Framing the image so that you’re the main focus, not the bright orange traffic cone behind you! While there are many background elements that can help bring a scene to life—customers in a store, paintbrushes in an art studio, people walking down a city sidewalk—I’m working hard to eliminate anything from the frame that would distract rather than add to your story. (This also saves me time in Photoshop later on… a lesson I had to learn the hard way!)
Cleaning up, which can run the gamut from lint-rolling your top to sweeping the ground of dead leaves and cigarette butts to making sure you have a lens wipe for your glasses. It’s the little details that can elevate a photo from good to great!
Now that we’ve captured some great images (and had fun to boot!), it’s time for these photos to enter their next phase.
Post-shoot
I had a brilliant photo teacher who made sure I knew the difference between editing and retouching (thanks, Joe!) Editing is about working with all of the images: culling them down to make sure you’re offering the creme de la creme from the shoot, and polishing the images so they look cohesive and on-brand. Retouching is about digging in deep to each individual photo, adjusting small details so that the photo is the best it can be.
Now you’ll understand what I mean when I say that post-shoot and pre-selection of your final images, I’m only editing your photos.
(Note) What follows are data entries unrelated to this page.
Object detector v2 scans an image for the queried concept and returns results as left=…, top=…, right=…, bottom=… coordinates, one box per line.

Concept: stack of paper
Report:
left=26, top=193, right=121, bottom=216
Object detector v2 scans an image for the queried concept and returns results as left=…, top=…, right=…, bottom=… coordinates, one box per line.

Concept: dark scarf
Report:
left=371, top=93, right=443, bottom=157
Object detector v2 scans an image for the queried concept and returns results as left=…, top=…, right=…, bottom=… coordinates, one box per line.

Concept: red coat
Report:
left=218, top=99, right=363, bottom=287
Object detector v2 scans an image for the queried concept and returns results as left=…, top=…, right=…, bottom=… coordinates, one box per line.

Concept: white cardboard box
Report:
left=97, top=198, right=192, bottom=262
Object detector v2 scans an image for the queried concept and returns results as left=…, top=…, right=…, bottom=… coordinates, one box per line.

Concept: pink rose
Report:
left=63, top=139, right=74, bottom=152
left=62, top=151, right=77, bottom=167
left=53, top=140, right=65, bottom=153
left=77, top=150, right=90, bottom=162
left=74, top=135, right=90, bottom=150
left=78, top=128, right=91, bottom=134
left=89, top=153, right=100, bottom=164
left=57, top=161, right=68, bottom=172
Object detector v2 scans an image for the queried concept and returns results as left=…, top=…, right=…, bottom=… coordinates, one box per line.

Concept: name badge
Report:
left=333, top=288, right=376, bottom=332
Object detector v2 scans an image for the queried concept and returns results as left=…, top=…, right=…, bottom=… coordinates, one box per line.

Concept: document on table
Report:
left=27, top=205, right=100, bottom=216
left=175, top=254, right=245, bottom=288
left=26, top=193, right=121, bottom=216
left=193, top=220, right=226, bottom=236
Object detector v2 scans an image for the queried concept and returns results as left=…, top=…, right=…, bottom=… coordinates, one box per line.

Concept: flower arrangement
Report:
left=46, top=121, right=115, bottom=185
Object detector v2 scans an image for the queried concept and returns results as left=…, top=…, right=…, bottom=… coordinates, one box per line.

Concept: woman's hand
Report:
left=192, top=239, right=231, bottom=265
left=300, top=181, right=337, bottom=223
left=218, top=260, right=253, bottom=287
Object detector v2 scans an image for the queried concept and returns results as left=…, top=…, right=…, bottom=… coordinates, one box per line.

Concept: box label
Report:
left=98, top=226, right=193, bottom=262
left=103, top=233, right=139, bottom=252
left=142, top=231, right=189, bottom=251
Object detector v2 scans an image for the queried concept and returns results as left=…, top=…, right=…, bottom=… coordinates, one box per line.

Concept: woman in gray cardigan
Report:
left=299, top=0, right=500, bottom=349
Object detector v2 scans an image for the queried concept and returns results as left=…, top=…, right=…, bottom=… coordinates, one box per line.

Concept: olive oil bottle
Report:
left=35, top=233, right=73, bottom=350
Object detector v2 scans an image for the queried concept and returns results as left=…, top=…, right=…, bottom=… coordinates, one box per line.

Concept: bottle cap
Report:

I bring all of your images into a program that allows me to sort through and remove any images that won’t work for what you need: blinking, mid-facial expression, wind blowing hair into your face, etc. These kinds of images happen every single shoot (we’re human, we need to blink!) so this step happens for everyone.
Once I’ve sifted through those, I begin color correction. Color correction is a mix of reality and style: adjusting exposure and color temperature to make the photo accurate to how the scene looked on your shoot day, while also making small changes to match my bright, warm approach to photography. My aim is for your photos to look cohesive as a set, but also for them to feel like my work, since that’s what helped you decide to hire me as your photographer.
From there, I export the images as previews so you can choose which ones you’d like to have retouched.
Post-selection
My goal with retouching is invisible clean-up. This does involve bringing your images into Photoshop, but Photoshop isn’t a bad word! It’s a super useful program that allows me to make your images the best they can be.
Here are some hard rules I have about retouching:
If it’s permanently on your body–scars, tattoos, etc.–that’s part of what makes you uniquely beautiful, and I won't remove it unless you specifically request me to.
I do not alter body size or shape. Bodies come in all shapes and sizes, and all of those shapes and sizes are beautiful. As a plus-size woman myself, I think it’s important for all bodies to be seen and celebrated.
But what if you happened to have a breakout on the day of your photo shoot? Or your cat slept on top of the clothes you set out for your shoot and got hair everywhere? Or even your mascara or lipstick smudged a little?
That’s not a problem at all. Like I said before, we’ll try to catch these things on the day of your shoot, but for everything that we don’t, there’s retouching. And that retouching should be imperceptible. If you had dog hair on your pants, after retouching, they’ll look like they normally do (sans hair). If you had acne on the day of your shoot, your final retouched photo will look like your normal skin, as if it were never there.
I’m not here to make you poreless or “perfect”, I’m here to make you look authentically YOU. You are a complex, layered, gorgeous human being. You are your own story. And I’m honored to photograph you.